US, China Clash Over 'Belt And Road' In Afghan Resolution 

The United States and China unleashed a war of words Friday (Mar 15) over Beijing’s $1 trillion Belt and Road Initiative (BRI) after the United Nation Security Council adopted a resolution extending the mandate of the council's political mission in Afghanistan for another six months, reported The Washington Post.

The 2018 resolution extended the council's mission for a year aimed at strengthening regional economic cooperation involving Afghanistan, including the BRI to connect China to Europe, and Africa. The 2016 and 2017 resolutions had similar BRI language.

Council diplomats said China wanted to embed BRI language into the 2019 resolution, but the U.S. strongly objected.

U.S. deputy ambassador Jonathan Cohen said that “China held the resolution hostage and insisted on making it about Chinese national political priorities rather than the people of Afghanistan.”

Cohen said the U.S. rejected China’s demand “that the resolution highlights its belt and road initiative, despite its tenuous ties to Afghanistan and known problems with corruption, debt distress, environmental damage, and lack of transparency.

China’s deputy ambassador Wu Haitao shot back at the U.S., informing the council that Cohen's comments were “at variance with the facts and are fraught with prejudice.”

"This is an initiative of economic cooperation aimed at achieving common development and prosperity. It has nothing to do with geopolitics," said Haitao.
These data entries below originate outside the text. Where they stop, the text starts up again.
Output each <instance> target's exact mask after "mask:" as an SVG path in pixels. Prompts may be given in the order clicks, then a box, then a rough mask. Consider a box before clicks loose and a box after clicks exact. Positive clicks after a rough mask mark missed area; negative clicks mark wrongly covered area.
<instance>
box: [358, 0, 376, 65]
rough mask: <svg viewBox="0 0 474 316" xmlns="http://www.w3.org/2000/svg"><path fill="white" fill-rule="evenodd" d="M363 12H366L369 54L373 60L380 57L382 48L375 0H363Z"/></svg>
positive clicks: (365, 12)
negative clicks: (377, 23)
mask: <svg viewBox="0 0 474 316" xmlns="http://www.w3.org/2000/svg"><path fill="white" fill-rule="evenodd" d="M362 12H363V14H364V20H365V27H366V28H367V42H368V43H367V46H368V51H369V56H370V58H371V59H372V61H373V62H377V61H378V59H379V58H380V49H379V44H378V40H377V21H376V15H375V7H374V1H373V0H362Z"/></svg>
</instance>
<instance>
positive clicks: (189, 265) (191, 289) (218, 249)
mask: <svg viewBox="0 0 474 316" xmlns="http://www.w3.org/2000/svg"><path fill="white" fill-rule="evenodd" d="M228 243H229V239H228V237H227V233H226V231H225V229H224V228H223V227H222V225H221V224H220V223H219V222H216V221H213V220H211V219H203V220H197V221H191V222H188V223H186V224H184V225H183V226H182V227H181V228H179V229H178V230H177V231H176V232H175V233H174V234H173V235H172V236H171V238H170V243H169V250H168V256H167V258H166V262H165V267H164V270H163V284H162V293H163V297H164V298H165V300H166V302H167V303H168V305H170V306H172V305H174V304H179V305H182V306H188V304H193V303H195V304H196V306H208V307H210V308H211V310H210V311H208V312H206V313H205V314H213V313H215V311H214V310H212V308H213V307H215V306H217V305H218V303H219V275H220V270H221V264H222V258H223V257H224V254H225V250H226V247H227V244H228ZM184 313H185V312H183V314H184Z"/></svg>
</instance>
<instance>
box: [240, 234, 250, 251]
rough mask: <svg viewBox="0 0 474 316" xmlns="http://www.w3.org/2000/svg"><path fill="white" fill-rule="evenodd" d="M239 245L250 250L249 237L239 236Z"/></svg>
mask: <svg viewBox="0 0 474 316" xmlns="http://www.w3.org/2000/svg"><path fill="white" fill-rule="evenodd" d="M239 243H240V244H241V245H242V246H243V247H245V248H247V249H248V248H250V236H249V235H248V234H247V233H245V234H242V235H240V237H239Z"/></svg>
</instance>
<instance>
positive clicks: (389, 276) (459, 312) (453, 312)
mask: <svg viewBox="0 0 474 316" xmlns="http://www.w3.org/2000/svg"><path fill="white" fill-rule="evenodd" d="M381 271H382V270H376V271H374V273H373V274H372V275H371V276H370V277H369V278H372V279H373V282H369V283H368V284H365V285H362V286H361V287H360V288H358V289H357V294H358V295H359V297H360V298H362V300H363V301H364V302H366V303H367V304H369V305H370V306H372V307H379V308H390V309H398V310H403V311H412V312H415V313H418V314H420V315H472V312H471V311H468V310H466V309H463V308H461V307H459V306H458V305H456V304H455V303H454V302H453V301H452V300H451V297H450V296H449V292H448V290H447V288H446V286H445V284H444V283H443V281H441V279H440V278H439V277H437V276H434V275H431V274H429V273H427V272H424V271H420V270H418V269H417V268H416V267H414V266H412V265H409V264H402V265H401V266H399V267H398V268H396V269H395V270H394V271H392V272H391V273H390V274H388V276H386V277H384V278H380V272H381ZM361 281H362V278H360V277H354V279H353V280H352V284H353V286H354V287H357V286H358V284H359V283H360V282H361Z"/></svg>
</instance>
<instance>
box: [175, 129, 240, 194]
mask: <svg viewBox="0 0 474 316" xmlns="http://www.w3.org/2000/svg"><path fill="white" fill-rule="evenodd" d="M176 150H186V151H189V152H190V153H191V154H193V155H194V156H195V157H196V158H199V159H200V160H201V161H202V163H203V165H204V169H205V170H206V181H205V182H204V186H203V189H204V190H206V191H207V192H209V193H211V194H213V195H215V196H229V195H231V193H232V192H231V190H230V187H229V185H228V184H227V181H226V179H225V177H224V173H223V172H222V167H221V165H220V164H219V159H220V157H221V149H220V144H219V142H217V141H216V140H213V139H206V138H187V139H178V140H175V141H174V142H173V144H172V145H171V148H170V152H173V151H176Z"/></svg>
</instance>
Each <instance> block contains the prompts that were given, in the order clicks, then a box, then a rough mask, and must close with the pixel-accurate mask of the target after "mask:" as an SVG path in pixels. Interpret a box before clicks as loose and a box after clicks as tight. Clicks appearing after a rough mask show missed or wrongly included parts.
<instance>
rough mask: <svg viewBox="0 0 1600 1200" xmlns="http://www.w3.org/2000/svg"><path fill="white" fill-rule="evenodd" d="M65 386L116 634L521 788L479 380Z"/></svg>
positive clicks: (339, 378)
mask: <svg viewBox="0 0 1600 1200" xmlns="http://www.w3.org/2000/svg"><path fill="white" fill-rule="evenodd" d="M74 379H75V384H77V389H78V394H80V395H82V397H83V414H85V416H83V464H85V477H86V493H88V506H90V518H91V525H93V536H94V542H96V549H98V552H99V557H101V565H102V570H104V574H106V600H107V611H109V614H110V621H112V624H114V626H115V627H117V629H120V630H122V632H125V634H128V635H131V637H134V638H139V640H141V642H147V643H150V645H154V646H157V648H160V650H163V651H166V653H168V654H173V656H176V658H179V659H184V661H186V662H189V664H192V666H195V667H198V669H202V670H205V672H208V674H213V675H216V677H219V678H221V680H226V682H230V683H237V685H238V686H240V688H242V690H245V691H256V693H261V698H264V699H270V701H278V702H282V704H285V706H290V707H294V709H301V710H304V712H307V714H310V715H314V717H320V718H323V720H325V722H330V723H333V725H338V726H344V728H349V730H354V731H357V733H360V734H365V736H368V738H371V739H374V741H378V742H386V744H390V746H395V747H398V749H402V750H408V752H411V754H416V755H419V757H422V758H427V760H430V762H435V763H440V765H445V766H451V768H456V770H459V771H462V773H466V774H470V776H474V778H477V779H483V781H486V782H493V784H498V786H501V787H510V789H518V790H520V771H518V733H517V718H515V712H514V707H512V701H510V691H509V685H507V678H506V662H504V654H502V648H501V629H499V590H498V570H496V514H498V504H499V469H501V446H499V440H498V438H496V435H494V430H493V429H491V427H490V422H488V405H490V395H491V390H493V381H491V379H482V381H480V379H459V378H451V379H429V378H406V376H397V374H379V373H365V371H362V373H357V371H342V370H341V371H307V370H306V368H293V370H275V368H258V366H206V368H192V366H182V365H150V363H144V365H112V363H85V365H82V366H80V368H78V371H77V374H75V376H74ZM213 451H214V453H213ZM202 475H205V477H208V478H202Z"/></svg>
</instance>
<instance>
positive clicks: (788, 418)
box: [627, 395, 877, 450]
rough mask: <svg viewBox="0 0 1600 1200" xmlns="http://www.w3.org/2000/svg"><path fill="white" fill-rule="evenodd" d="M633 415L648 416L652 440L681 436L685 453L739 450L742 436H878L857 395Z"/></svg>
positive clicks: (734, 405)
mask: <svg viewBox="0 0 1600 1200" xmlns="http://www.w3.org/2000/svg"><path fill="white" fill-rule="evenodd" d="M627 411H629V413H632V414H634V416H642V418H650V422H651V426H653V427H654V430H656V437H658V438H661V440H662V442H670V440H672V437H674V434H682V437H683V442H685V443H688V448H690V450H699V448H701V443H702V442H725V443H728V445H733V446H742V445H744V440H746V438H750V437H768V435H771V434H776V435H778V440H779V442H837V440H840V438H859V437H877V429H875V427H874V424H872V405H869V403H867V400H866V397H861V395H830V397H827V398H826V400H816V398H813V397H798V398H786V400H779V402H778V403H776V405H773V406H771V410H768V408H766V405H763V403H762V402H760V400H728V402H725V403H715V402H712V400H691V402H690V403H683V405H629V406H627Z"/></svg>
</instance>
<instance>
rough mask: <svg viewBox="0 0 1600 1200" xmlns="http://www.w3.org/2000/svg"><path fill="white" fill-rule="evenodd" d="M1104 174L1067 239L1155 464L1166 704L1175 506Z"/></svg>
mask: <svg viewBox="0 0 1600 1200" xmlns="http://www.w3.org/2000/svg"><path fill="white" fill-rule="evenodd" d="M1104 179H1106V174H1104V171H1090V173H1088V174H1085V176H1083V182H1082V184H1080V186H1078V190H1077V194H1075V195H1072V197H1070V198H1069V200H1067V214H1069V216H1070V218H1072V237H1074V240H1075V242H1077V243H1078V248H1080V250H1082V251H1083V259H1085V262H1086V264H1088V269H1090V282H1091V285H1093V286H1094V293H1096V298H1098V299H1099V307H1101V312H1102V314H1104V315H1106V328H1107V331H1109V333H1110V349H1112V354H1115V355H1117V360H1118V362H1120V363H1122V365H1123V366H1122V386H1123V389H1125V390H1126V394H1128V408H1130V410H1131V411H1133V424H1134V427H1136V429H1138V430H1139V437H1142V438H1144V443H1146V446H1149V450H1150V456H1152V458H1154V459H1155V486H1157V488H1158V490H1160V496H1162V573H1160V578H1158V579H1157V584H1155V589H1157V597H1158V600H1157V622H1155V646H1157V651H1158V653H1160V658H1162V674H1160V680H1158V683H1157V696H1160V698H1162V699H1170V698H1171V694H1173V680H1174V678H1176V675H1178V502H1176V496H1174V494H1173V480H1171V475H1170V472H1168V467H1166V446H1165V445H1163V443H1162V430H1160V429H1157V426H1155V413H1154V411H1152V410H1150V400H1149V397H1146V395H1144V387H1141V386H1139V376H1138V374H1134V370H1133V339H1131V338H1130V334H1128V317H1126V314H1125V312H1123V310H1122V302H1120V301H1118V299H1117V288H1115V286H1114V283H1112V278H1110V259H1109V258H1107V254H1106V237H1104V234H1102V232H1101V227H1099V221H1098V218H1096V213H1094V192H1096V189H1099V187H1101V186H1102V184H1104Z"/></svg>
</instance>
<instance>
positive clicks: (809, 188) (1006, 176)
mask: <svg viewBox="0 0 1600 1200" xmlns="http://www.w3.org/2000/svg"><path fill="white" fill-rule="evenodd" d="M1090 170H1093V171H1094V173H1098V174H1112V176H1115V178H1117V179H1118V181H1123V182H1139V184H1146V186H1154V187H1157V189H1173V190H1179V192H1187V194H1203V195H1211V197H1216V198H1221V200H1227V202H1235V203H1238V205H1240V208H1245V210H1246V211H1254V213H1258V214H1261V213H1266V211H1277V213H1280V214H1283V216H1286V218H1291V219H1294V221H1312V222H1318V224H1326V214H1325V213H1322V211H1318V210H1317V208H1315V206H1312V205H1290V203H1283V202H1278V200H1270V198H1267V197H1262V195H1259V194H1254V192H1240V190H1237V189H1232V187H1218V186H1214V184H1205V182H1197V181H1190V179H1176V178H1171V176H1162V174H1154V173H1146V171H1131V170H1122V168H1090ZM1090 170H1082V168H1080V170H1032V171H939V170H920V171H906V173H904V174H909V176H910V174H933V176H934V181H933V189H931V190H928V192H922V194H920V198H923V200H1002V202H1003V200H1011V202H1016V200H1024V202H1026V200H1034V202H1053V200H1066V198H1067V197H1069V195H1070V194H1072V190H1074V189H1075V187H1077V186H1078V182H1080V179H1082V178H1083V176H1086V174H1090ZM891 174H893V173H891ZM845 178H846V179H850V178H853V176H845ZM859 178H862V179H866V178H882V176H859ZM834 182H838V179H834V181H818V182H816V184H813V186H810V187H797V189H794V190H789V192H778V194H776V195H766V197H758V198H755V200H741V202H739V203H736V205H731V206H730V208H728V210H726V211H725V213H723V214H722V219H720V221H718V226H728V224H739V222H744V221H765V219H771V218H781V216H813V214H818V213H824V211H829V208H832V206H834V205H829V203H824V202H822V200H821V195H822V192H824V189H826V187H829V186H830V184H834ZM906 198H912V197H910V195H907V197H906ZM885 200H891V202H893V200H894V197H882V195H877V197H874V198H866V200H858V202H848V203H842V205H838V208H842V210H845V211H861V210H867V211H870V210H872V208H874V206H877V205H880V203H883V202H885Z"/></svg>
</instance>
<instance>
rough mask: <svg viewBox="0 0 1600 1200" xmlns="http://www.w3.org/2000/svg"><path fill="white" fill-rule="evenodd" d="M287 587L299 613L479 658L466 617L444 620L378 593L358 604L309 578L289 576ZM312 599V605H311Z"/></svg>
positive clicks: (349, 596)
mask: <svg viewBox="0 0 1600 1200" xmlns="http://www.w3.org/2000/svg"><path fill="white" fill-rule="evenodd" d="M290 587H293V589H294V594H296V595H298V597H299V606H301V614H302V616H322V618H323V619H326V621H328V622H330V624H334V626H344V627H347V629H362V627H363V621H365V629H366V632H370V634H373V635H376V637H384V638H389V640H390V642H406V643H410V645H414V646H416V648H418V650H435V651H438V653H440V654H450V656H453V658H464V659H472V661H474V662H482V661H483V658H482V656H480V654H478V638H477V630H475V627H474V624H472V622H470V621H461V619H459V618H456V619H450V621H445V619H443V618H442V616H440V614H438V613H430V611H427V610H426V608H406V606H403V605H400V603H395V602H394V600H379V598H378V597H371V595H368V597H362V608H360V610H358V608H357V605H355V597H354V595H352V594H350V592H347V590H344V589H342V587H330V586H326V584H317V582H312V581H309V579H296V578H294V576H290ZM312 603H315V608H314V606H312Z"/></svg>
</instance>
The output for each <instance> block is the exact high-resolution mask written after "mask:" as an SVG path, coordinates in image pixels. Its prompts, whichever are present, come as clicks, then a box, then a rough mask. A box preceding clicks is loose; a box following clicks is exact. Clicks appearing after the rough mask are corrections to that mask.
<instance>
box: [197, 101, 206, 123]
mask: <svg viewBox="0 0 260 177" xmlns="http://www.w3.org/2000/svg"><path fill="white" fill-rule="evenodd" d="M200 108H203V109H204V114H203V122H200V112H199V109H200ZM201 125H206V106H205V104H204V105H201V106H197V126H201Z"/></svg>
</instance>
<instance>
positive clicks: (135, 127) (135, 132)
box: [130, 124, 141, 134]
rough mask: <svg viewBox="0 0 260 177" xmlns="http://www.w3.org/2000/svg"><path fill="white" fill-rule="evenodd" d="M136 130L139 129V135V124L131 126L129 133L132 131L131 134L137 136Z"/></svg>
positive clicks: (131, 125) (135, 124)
Haitao told the council since the BRI was launched in 2013, 123 countries and 29 international organizations have signed agreements of cooperation with China on infrastructure development programs.

The sharp exchange came as Washington and Beijing have canceled a trade summit between President Donald Trump and China's Xi Jinping to end the trade war. The proposed meeting to sign a trade agreement has been pushed out to June, a move that shows the trade war is deepening.

Now that the U.S. demands all communication about the BRI be removed from future resolutions. This follows sharp criticism late last year when Vice President Mike Pence said the BRI left countries drowning in debt.

The Trump administration continues to bash the BRI, but the trade scheme continues to draw massive support from around the world. Expected later this week, Italy will sign a memorandum of understanding to join the BRI officially, a move that has deeply annoyed Washington.